Slipped Capital Femoral Epiphysis

One of the diseases carrying major 3D problems is slipped capital femoral epiphysis (SCFE), defined as the slippage of the femoral head relative to the femoral neck along the proximal femoral growth plate. This disease affects particularly the proximal femur of adolescents whose growth plate is not yet calcified and therefore is soft enough to give way for a slippage under certain circumstances. During a slippage the femoral head shifts and rotates along the proximal end of the femoral neck, usually posteriorly and inferiorly (Fig. 1). Such a slippage changes the geometry of the hip joint, leading to an incorrect position of the femoral head relative to its joint partner, the acetabulum. This misalignment is the cause of a dysfunction of the hip joint. Initially the loss of motion may be tolerated, but eventually pain and stiffness of the joint will result from early arthritic degeneration.

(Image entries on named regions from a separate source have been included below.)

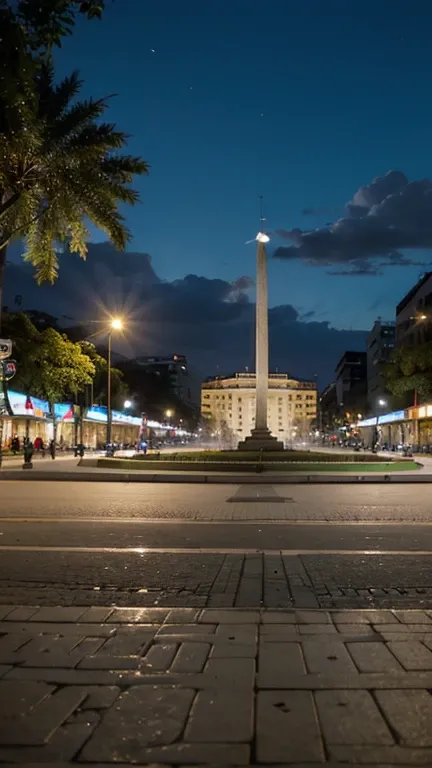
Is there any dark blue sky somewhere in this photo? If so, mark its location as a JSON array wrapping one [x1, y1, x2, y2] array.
[[54, 0, 432, 328], [6, 0, 426, 385]]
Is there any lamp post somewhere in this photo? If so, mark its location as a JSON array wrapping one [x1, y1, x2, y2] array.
[[106, 317, 123, 446]]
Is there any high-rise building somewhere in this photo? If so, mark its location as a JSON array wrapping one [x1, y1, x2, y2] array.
[[130, 355, 199, 405], [366, 319, 396, 404], [201, 373, 317, 447], [396, 272, 432, 347], [335, 351, 367, 411]]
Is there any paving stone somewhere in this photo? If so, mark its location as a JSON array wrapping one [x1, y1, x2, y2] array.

In general, the planning of a surgical treatment in these cases is based on measurements made on anterio-posterior and lateral plain radiographs (Figs 2 and 3). Currently, slippage angles measured on such images are essential for the planning of correctional surgeries [9,14]. However, it is obvious that in most SCFE cases it is impossible to position the hip in a reproducible and accurate manner for plain radiographs.

This chapter describes a new concept for angular measurement based on 3D computer models and illustrates its use for the cases of SCFE. A 3D computer graphics environment provides user-friendly interaction that allows measuring angles directly on virtual 3D structures, and therefore without projection errors or positioning problems.